Infelizmente, a revitimização é sofrida não somente por mulheres como também por outros sujeitos vulneráveis como observado em uma postagem em rede social que retrata uma cena em um ônibus coletivo em uma metrópole brasileira. A cena envolvia um garoto de dez anos que entrou no ônibus com o objetivo de entregar um bilhete pedindo dinheiro para ajudar a família. Um dos passageiros, um jovem que aparentava cerca de 30 anos, bem vestido, ao presenciar a ação da criança, começa a sua fala de revolta, dizendo em alto e bom som que aquilo era crime e que muito provavelmente a mãe estava em casa, fazendo outros filhos e botando a criança para trabalhar. O menino, claramente incomodada revidou dizendo que não falasse assim de sua mãe que ela estava no outro ônibus também, pedindo ajuda. Ambos começam uma discussão, homem e criança. O mais velho ameaçando que chamaria a viatura e o Conselho Tutelar e o menino, enfrentando e dizendo que poderia chamar o que quisesse, porque o que fazia era problema seu e de mais ninguém. Entre revoltado e triste tentava responder ao homem sempre reafirmando que ninguém tinha nada que ver com sua vida. O homem continuou um bom tempo falando que era crime, que a mãe era "uma da vida" que só sabia fazer filhos e que o menino não defendesse alguém que não se importava com ele. A maioria dos passageiros apoiava a fala do rapaz e a outra parte seguia calada, até que o ônibus pára e o menino desce de cabeça baixa quase chorando com os insultos que acabara de sofrer.

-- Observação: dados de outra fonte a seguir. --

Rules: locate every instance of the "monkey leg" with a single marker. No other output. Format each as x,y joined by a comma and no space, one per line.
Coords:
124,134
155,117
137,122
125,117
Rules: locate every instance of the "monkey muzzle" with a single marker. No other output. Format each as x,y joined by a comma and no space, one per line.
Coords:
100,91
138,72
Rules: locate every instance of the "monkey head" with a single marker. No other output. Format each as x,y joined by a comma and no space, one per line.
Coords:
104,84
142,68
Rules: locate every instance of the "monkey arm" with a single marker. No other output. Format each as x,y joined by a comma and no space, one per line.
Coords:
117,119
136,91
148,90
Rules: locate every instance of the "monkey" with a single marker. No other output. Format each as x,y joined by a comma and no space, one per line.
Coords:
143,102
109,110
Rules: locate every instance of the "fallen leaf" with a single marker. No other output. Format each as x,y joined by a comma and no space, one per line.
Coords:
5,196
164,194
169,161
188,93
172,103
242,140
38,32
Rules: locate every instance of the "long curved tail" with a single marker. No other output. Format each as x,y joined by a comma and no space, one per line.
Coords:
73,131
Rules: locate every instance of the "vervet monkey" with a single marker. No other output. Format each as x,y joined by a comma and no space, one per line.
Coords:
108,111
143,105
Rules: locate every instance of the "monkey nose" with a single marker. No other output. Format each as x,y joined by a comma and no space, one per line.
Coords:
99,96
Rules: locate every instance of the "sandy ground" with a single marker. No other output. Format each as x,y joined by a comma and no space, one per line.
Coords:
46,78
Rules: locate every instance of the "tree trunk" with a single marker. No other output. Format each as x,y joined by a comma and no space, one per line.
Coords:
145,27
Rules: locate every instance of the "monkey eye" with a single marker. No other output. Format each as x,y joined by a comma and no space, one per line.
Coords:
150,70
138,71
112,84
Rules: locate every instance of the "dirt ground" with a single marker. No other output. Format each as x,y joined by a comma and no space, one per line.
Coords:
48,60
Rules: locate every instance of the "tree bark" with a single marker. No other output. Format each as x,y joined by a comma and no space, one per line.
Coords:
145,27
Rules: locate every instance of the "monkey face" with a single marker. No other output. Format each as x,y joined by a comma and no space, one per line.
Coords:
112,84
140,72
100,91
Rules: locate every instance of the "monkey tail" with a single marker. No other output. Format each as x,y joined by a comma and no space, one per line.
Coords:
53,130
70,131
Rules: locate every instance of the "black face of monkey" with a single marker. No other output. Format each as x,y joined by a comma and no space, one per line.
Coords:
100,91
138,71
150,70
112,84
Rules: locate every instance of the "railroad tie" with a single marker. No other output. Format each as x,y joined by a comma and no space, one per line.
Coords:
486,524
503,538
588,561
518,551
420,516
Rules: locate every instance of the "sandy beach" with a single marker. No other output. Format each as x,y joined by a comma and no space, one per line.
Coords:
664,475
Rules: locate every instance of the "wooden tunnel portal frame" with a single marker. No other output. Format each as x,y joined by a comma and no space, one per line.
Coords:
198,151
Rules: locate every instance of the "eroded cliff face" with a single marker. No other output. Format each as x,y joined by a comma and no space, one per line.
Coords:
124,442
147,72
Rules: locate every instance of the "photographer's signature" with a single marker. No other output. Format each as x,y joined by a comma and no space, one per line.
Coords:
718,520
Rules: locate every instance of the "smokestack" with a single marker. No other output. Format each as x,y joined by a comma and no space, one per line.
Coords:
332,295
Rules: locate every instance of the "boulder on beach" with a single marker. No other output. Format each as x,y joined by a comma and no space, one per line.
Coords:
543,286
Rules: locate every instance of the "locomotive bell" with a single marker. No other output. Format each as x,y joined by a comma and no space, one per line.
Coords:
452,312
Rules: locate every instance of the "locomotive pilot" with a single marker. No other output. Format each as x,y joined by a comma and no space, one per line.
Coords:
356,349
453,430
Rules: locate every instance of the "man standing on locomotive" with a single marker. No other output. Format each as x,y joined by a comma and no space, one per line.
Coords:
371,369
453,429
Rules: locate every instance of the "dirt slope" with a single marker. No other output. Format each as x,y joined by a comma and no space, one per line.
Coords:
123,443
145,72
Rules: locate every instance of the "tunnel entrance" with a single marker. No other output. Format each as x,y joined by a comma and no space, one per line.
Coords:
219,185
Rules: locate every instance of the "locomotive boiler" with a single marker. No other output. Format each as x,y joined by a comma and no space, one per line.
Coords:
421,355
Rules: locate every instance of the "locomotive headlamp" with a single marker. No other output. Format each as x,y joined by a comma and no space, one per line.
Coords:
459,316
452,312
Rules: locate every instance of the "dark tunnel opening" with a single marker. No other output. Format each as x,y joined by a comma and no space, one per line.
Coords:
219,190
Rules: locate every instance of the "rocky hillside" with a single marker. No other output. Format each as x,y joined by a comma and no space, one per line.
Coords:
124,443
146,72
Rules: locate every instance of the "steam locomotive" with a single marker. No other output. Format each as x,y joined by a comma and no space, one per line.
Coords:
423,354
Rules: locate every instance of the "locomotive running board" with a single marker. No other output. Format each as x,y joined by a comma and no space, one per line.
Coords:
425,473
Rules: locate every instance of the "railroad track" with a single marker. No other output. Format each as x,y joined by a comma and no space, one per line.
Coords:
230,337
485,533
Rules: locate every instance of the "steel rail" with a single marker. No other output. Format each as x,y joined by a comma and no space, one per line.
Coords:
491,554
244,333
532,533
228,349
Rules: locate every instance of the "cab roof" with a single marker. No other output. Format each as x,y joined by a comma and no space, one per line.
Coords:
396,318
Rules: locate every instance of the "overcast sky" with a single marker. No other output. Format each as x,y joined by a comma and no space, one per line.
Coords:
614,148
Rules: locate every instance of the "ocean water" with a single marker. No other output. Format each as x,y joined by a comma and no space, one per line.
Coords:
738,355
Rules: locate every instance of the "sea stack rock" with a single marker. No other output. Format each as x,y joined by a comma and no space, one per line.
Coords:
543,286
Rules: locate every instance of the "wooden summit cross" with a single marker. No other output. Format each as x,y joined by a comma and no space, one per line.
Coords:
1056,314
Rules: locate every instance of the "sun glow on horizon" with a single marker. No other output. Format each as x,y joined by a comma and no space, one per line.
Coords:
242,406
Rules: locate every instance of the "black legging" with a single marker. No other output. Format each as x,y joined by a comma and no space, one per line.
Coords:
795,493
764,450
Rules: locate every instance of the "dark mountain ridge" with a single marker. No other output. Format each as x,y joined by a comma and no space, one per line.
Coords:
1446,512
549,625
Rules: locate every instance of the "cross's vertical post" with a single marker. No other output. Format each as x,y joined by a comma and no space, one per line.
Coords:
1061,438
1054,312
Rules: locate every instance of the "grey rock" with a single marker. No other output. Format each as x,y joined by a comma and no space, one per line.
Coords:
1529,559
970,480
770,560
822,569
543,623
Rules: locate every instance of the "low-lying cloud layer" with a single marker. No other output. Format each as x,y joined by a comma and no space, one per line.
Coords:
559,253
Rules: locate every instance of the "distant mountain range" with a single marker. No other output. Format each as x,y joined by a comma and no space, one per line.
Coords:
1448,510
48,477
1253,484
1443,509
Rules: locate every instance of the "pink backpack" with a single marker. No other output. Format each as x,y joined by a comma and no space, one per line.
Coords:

Ainda na temática da revitimização, mesmo que em viés diferente daquele citado há pouco é possível contar as inúmeras situações em que esta criança é vítima a partir deste pequeno relato. A criança é insultada assim como sua mãe, por não ter conseguido encontrar uma forma digna de sobreviver. Como se viver na miséria fosse culpa de ambos. A responsabilidade mais uma vez recai sobre a mulher já que em nenhum momento o pai da criança é questionado ou chamado de "homem da vida" por não ajudar o filho. A criança vítima da exclusão social é também vítima do silêncio da plateia que alheia ou aturdida, em nada intervém ao presenciar tamanha violência. A sociedade do espetáculo é cruel e reafirma a existência de um estado omisso e injusto que cada vez mais violenta a mulher, a criança, os mais vulneráveis. Que sejamos menos discurso e mais ação na defesa dos mais fracos que são humilhados cotidianamente nas ruas da cidade. Que nos indignemos mais na defesa daquele que Paulo Freire chama de "esfarrapados da vida". Que possamos superar a alienação e agir mais em prol do outro em busca de uma sociedade menos injusta. Somos testemunhas de muitas ações injustas cotidianamente na família, no trabalho na rua. Calar-se é muitas vezes ficar do lado do opressor.